Down syndrome, also called Trisomy 21, is a chromosomal disorder triggered by the presence of all or part of an extra 21st chromosome. This genetic disorder, the most common one, causes mental retardation, unusual facial characteristics, and a high risk of heart defects and occurs in 1 in every 733 infants, according to the National Down Syndrome Society.

Currently, moms-to-be have three options to find out whether their babies have Down syndrome. Either they undergo amniocentesis or chorionic villus sampling (CVS), which require inserting a needle in the uterus, or they skip the tests and miss the chance to learn of genetic defects before birth. Amniocentesis and CVS are done typically after the 15th week of pregnancy and carry a small risk, roughly 1 percent, of causing a miscarriage or birth defects. Despite the small risk, these tests were offered mainly to women 35 or older and others most at risk of having a baby with Down syndrome. Moreover, by the time all these tests confirm Down syndrome, the pregnancy is often 18 or 19 weeks along, making the decision to terminate even more emotionally difficult.

The new test, developed by researchers from Stanford University, California, identifies Down syndrome in a safer way, requiring only a simple sample of the mother’s blood to spot chromosomal disorders such as Down syndrome. The test was used on 18 women at the Prenatal Diagnostic Center at Lucile Packard Children’s Hospital. The women were previously tested for Down syndrome via standard tests. The new test accurately identified the nine women with a Down’s syndrome pregnancy and three others with fetuses with different chromosomal disorders.

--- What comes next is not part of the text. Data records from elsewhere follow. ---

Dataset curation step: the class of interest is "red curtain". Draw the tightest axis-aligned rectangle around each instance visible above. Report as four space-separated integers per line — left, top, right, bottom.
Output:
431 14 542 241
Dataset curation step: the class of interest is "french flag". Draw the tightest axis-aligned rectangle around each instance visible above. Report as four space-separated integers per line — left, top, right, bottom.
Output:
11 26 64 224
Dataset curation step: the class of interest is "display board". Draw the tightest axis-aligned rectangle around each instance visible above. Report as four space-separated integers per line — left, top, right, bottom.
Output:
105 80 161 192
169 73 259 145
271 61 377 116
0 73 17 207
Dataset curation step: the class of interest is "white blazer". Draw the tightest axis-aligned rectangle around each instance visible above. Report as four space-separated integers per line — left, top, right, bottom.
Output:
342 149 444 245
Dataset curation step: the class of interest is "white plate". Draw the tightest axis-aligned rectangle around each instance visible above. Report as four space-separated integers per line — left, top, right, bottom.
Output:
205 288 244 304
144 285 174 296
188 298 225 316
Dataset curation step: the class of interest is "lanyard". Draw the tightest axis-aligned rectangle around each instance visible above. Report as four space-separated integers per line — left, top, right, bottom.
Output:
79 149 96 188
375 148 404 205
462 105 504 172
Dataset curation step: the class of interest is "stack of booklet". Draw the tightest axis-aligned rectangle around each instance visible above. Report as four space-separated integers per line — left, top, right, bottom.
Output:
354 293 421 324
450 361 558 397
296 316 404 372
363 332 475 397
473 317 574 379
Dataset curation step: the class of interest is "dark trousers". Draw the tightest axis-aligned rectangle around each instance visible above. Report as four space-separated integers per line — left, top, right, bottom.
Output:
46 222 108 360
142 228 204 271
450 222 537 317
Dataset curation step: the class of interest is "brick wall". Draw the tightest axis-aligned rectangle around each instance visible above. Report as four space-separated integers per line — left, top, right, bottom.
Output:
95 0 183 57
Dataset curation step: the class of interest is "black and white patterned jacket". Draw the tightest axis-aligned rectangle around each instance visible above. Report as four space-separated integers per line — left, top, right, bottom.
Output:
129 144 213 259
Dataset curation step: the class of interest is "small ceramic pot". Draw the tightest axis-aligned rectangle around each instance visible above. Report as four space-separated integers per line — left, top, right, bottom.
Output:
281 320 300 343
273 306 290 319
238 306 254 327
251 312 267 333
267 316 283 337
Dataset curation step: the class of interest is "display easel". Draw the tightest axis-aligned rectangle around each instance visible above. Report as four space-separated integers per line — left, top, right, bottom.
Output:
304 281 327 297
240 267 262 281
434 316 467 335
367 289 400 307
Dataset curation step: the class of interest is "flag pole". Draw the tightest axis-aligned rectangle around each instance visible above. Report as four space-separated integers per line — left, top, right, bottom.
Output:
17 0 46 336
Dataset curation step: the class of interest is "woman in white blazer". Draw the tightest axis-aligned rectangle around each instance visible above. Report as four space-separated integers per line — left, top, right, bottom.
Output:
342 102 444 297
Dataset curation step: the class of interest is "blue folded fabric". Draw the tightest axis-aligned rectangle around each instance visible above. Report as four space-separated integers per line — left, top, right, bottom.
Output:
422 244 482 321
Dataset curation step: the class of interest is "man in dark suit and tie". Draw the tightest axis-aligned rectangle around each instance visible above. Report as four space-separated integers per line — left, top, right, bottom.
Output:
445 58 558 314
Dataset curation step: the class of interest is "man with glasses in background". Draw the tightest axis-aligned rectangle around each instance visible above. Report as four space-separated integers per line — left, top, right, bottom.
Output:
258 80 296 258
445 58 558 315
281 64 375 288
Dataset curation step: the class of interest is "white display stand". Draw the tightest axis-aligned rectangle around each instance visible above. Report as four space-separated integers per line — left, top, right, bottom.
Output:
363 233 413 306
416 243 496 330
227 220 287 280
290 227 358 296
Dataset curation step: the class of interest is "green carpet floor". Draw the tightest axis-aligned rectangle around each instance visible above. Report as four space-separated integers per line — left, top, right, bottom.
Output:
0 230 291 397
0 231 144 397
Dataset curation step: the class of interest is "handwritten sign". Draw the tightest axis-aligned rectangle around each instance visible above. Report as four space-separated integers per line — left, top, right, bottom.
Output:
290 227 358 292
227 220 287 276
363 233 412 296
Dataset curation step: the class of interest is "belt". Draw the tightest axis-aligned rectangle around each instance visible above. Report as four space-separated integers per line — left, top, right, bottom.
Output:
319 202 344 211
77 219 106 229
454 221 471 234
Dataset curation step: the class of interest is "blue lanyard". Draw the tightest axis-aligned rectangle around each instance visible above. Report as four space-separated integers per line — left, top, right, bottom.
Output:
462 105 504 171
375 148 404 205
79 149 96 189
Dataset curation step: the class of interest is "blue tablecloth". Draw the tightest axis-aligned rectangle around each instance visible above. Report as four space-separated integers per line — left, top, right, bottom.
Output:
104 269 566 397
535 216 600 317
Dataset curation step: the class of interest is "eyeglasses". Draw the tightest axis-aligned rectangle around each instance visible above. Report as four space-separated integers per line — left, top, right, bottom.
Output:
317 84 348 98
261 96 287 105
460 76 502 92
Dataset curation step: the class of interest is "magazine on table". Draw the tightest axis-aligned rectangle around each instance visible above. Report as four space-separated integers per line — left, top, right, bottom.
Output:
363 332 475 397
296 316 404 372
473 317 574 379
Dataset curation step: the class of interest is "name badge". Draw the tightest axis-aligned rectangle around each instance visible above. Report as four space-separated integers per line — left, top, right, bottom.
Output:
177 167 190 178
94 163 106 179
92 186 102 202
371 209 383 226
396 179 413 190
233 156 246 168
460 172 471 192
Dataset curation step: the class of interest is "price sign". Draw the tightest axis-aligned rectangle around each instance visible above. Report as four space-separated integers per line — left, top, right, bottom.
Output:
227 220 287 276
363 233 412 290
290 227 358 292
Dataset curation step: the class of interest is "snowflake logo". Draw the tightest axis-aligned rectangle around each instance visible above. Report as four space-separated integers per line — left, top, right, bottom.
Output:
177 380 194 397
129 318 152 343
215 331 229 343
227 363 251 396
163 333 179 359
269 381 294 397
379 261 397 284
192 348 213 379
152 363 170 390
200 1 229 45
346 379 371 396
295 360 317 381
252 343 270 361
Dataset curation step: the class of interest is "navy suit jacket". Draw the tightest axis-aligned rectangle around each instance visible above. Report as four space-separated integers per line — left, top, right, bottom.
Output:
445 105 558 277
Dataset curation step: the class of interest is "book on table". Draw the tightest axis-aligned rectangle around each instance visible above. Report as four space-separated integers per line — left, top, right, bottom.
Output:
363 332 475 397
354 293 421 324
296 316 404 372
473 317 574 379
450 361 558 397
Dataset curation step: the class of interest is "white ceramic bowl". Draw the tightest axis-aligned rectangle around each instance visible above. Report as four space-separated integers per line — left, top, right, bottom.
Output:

“It’s the first universal, noninvasive test for Down syndrome. So this should be the first step in putting and end to invasive testing procedures like amniocentesis and chorionic villus sampling,” said Stephen Quake, a Stanford professor of bioengineering and the study's senior author. He developed the tests after his wife underwent amniocentesis with their first child and CVS with their second. “Both were nerve-wracking experiences,” he added.

The new test could be administered much earlier in a pregnancy than amniocentesis or CVS, potentially as early as five weeks after conception, making the decision to terminate easier from an emotional point of view.

However, more study needs to be done in order to prove the test’s efficiency. In fact, Dr. Quake said the next step is a larger study involving hundreds of women. If effective, the new test could be widely available in two or three years and could become a routine prenatal test of a baby’s health, Dr. Quake added.

The findings of the study were published in the journal Proceedings of the National Academy of Sciences.